I am delighted to hear the Democratic Party presidential primary candidates debate among themselves about how they intend to attack the scourge of climate change/global warming.

They recognize the obvious, that it poses a grim and dire threat to our national security. They are challenging Donald Trump’s ridiculous assertion that climate change is a “hoax” cooked up by the Chinese, who are trying to “destroy our fossil fuel industry.”

There. That all said, I am wondering about what I believe is a missing element in the climate change debate.

While the candidates talk about carbon emissions and their impact on the atmospheric temperature and the changing climate, I hear next to no one mention deforestation as a key part of the crisis.

What’s going on in many regions of the world? Human beings are encroaching further and more deeply into habitat occupied exclusively by wildlife. To do that humans are wiping out millions of acres of forestland annually. Why is this important? How does it contribute to the changing climate worldwide?

Trees consume carbon dioxide and emit oxygen. CO2 warms the atmosphere, while oxygen cools it. With more CO2 being thrown into the air with less oxygen present to counteract its impact, well … what do you think happens? The atmosphere warms up. Those polar ice caps are exposed to warmer air. The ice melts. The oceans’ levels rise. You know how this goes.

And yet we hear precious little from these men and women running for president that speaks directly to ways to pressure other nations to curb their deforestation efforts. What’s more, the European Union is the leading importer of goods produced from the deforestation epidemic that continues full throttle throughout the world.

This plague is occurring throughout Latin America, in Africa, in Southeast and South Asia. Lush forests are disappearing daily.

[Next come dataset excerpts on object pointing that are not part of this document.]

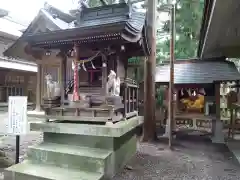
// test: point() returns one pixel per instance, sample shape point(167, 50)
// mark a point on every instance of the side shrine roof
point(198, 71)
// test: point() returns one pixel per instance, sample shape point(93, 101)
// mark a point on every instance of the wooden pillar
point(125, 97)
point(104, 76)
point(149, 125)
point(62, 75)
point(38, 87)
point(217, 125)
point(76, 96)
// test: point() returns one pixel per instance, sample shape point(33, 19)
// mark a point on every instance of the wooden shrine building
point(87, 129)
point(193, 111)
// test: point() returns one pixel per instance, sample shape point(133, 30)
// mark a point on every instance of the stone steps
point(79, 151)
point(73, 157)
point(31, 171)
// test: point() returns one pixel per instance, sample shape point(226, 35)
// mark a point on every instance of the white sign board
point(17, 115)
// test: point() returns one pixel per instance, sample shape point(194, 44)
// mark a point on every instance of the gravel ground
point(190, 160)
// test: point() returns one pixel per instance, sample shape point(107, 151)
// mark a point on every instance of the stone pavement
point(191, 160)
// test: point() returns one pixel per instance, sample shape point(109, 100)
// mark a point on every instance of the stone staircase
point(78, 151)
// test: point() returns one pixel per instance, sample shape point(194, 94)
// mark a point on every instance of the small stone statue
point(53, 88)
point(113, 84)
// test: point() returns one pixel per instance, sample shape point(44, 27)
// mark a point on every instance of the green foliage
point(188, 22)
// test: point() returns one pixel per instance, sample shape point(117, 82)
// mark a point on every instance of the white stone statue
point(53, 88)
point(113, 84)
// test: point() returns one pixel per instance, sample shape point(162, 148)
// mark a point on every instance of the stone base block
point(89, 152)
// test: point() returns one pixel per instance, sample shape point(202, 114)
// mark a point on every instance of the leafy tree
point(188, 22)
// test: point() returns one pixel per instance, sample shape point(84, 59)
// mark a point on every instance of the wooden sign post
point(17, 119)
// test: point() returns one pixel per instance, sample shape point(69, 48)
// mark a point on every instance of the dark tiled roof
point(198, 72)
point(111, 22)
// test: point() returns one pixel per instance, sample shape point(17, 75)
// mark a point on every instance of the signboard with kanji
point(17, 115)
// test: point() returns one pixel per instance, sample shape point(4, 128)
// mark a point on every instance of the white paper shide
point(17, 115)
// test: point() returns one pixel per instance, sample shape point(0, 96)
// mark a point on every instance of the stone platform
point(79, 151)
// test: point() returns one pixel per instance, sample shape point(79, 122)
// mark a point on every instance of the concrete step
point(100, 142)
point(74, 157)
point(115, 130)
point(30, 171)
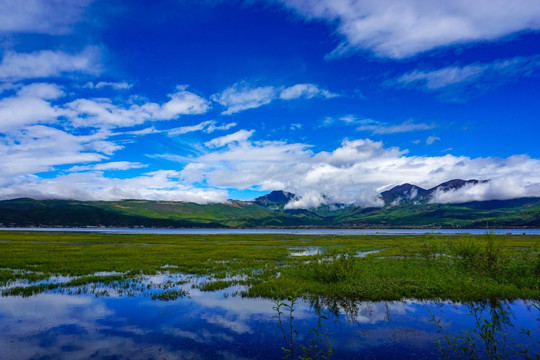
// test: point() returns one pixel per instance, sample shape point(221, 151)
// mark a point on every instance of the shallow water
point(350, 232)
point(218, 325)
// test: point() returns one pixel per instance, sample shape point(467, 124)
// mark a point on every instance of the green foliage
point(425, 267)
point(134, 213)
point(170, 295)
point(316, 344)
point(488, 338)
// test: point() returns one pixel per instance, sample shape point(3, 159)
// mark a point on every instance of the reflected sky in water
point(215, 325)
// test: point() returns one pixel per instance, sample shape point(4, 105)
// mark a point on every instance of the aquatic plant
point(316, 344)
point(487, 339)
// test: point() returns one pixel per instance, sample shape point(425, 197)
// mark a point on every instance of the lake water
point(286, 231)
point(219, 325)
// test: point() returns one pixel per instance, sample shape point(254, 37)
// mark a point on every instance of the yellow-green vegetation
point(416, 266)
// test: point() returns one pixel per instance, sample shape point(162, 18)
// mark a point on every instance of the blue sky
point(334, 100)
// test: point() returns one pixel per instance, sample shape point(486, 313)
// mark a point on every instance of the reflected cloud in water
point(211, 325)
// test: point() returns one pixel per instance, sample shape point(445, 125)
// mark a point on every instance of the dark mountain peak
point(277, 197)
point(403, 194)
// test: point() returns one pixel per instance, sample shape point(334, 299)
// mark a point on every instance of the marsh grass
point(488, 337)
point(464, 268)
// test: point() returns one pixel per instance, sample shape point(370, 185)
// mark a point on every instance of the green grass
point(464, 268)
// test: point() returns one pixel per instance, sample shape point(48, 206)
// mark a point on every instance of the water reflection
point(215, 325)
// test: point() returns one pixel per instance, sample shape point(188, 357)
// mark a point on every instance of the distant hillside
point(412, 194)
point(268, 211)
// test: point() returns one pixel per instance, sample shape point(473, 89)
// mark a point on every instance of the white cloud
point(431, 139)
point(356, 172)
point(500, 188)
point(104, 113)
point(114, 85)
point(206, 126)
point(241, 96)
point(160, 185)
point(40, 16)
point(51, 147)
point(399, 29)
point(114, 165)
point(306, 91)
point(477, 73)
point(376, 127)
point(47, 63)
point(29, 106)
point(238, 136)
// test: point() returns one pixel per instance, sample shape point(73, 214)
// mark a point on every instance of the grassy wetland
point(448, 267)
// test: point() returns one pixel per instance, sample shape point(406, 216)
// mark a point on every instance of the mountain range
point(405, 206)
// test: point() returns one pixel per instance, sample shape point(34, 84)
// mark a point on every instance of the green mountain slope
point(135, 213)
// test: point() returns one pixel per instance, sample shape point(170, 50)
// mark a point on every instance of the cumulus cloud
point(376, 127)
point(159, 185)
point(104, 113)
point(30, 105)
point(19, 150)
point(431, 139)
point(501, 188)
point(114, 165)
point(113, 85)
point(306, 91)
point(354, 173)
point(40, 16)
point(206, 126)
point(459, 76)
point(408, 27)
point(238, 136)
point(241, 96)
point(48, 63)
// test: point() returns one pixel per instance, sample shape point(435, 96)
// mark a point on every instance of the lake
point(222, 325)
point(345, 232)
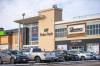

Developing countries are looking for places to grow, to improve industrial capacity, to find places where their residents can live, rear their families and continue their search for success and happiness. I don’t begrudge them those desires.

However, the cost of all this hideous scarring of our planet is too great to ignore.

We’re going to elect a president in 2020. If we keep the current guy in power, climate change will continue to get short shrift from the White House. We need someone in power who at a bare minimum is going to refocus our effort to curbing this terrible trend.

We also need to apply a lot more of our focus on finding ways to stop obliterating Earth’s forest lands. Without those trees, we are doomed to suffocate in an ever-warming environment.